The temperature of the molten alloy is directly measured with a thermocouple. It needs to be at about 710 degrees C.

What look like oversize soup ladles are used to transfer the molten alloy from the furnace to the mould. With a casting of this size, two pourers are used; they time their pour with a countdown so that both mould runners are filled simultaneously.

Ceramic filters have previously been placed in the runners, preventing any impurities from passing into the casting. The filters also reduce the inclusions of air causing the formation of aluminium oxides.

The mould is filled to the top of the risers and runners, the molten material actually forming an inverted meniscus at the surface. A special powder called Feedex is then placed over the exposed aluminium; this keeps it from the air and also...

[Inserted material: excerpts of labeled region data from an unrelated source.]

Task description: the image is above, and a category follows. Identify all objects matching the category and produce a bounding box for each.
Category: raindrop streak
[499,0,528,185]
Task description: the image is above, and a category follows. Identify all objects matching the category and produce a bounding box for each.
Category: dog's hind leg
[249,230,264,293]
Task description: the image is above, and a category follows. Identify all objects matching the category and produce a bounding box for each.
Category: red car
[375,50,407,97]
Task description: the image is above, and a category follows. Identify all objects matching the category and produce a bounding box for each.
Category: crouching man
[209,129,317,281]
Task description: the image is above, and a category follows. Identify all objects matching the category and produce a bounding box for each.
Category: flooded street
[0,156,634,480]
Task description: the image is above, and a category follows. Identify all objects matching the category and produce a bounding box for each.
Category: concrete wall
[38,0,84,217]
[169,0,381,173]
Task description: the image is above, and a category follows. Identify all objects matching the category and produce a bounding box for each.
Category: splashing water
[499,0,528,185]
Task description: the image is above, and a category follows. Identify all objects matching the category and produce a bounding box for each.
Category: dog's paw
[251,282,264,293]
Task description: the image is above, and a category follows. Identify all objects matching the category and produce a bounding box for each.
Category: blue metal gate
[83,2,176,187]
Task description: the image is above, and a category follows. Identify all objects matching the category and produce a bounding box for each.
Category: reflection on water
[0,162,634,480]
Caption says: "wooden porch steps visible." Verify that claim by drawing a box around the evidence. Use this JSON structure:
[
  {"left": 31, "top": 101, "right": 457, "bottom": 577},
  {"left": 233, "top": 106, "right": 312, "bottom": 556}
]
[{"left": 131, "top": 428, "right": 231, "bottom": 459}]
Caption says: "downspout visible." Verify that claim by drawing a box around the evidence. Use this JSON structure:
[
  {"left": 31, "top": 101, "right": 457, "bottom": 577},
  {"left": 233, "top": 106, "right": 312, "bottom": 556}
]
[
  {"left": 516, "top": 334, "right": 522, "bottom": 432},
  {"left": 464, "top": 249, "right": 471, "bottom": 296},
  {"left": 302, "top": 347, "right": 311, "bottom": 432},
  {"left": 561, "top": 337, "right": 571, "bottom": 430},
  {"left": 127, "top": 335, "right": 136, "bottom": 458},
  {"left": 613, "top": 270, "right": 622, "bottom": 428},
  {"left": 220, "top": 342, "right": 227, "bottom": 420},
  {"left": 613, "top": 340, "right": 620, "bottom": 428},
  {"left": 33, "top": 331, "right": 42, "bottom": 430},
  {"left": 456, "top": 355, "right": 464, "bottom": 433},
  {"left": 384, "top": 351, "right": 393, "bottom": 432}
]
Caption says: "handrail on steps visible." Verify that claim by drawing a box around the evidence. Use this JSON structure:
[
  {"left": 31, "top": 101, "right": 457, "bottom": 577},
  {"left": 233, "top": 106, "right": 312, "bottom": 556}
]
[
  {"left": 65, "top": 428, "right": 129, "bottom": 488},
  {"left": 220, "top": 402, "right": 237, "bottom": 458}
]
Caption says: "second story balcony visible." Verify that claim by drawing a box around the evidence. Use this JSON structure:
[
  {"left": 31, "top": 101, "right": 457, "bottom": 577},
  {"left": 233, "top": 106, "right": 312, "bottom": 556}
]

...as it burns, keeps the riser material from freezing before the casting has solidified. (This allows the riser to feed material to the shrinking casting.)

The casting is left to cool and then fork-lifted to an area where the sand mould can be broken off. The sand has become very hard and is removed with a hammer...

..and pneumatic chisel. Note the sand falling out of the space between the intake manifold runners.

The bare casting is given a quick onceover with a sandblaster, primarily to remove the casting sand that would otherwise damage the...

...bandsaw that is used to cut off the risers and runners. This material is remelted in the furnace.

A die grinder is then used to remove the casting flash – the thin edges of metal that show the parting line of the sand mould.

The foundry’s work with the casting is then finished – the casting is ready to go to the machine shop to be faced and have holes drilled.

Die Casting In this series we’ve covered sand casting – as its name suggests, castings made with sand moulds. But another type of casting - called die casting - is often used, especially of small parts required to be made in large numbers. Die casting uses a two-part steel die. Gravity die casting uses a similar approach to sand casting in that the molten metal is simply poured into the die. Pressure die casting injects the metal under pressure. Die casting can achieve a better surface finish (the molten metal is in contact with a smooth steel surface, rather than sand), can be dimensionally more accurate, and yields little flash. Because of its cooling contact with the metal die, small die castings can be removed only minutes after being poured. The dies are configured with rollers, levers and hinges, allowing the die to be opened, the solidified casting to be pushed out and then the die again closed, ready for another pour. Matilda Foundry does some gravity die casting, usually in EA401 aluminium. Examples are this boat anchor (shown with its mould)... ...and this fitting (formed in two parts) that is used to support the roof handrail in trains.

Conclusion

As has been seen from this series, developing the pattern for (say) a new intake manifold isn’t the sort of thing that you whip up overnight, get the sand mould made the next day and then have the finished casting back at your house a day later!

However, knowing exactly how castings are produced in small quantities opens up a range of possibilities that may never before have occurred.

Thanks to Matilda Foundry for their major help in preparing this series.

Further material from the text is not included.